By act of Congress of July 21, 1852, the amount of compensation to the contractors was increased from $19,250 to $33,000 a trip and the number of trips from twenty to twenty-six each year, making the whole compensation $858,000 per annum. During the period of time from the commencement of the service of these contractors, on the 27th of April, 1850, to the end of the last fiscal year, June 30, 1854, the sum paid to them by the United States amounted to $2,620,906, without reckoning public money advanced on loan to aid them in the construction of the ships; while the whole amount of postages derived to the Department has been only $734,056, showing an excess of expenditure above receipts of $1,886,440 to the charge of the Government. In the meantime, in addition to the payments from the Treasury, the parties have been in the enjoyment of large receipts from the transportation of passengers and merchandise, the profits of which are in addition to the amount allowed by the United States.
It does not appear that the liberal conditions heretofore enjoyed by the parties were less than a proper compensation for the service to be performed, including whatever there may have been of hazard in a new undertaking, nor that any hardship can be justly alleged calling for relief on the part of the Government.
On the other hand, the construction of five ships of great speed, and sufficiently strong for war purposes, and the services of passed midshipmen on board of them, so as thus to augment the contingent force and the actual efficiency of the Navy, were among the inducements of the Government to enter into the contract.

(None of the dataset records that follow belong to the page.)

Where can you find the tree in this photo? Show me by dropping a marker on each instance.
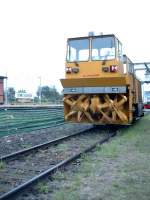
(11, 94)
(48, 93)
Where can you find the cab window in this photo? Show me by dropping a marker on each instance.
(78, 50)
(103, 48)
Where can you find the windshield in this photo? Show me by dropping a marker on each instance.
(78, 50)
(103, 48)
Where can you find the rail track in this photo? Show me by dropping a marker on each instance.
(27, 167)
(25, 119)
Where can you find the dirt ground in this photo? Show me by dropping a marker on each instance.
(119, 170)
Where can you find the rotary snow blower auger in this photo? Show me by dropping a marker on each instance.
(100, 86)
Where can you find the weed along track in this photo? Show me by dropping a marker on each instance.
(19, 172)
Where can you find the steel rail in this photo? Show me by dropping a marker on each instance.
(52, 170)
(40, 146)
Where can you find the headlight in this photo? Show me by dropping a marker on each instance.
(113, 68)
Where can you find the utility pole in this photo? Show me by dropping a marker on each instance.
(40, 89)
(6, 94)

The act of July 21, 1852, provides “that it shall be in the power of Congress at any time after the 31st day of December, 1854, to terminate the arrangement for the additional allowance herein provided for upon giving six months’ notice;” and it will be seen that, with the exception of the six additional trips required by the act of July 21, 1852, there has been no departure from the original engagement but to relieve the contractors from obligation, and yet by the act last named the compensation was increased from $385,000 to $858,000, with no other protection to the public interests provided than the right which Congress reserved to itself to terminate the contract, so far as this increased compensation was concerned, after six months’ notice. This last provision, certainly a primary consideration for the more generous action of the Government, the present bill proposes to repeal, so as to leave Congress no power to terminate the new arrangement.

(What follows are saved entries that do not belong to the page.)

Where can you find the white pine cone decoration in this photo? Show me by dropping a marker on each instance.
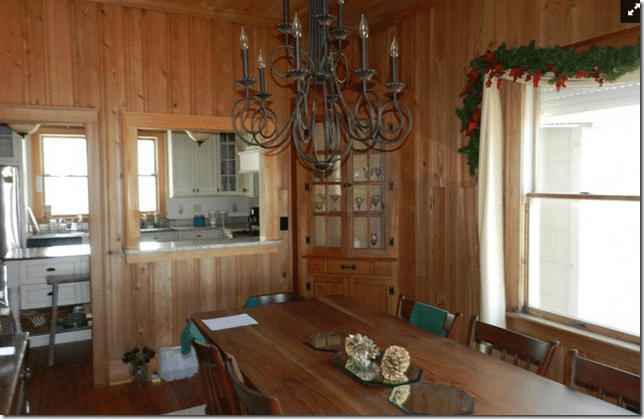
(395, 363)
(365, 369)
(401, 394)
(361, 347)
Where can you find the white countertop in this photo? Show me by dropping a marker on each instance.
(48, 252)
(187, 245)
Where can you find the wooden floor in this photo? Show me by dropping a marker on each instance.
(67, 388)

To this repeal the objections are, in my mind, insuperable, because in terms it deprives the United States of all future discretion as to the increased service and compensation, whatever changes may occur in the art of navigation, its expenses, or the policy and political condition of the country. The gravity of this objection is enhanced by other considerations. While the contractors are to be paid a compensation nearly double the rate of the original contract, they are exempted from several of its conditions, which has the effect of adding still more to that rate; while the further advantage is conceded to them of placing their new privileges beyond the control even of Congress.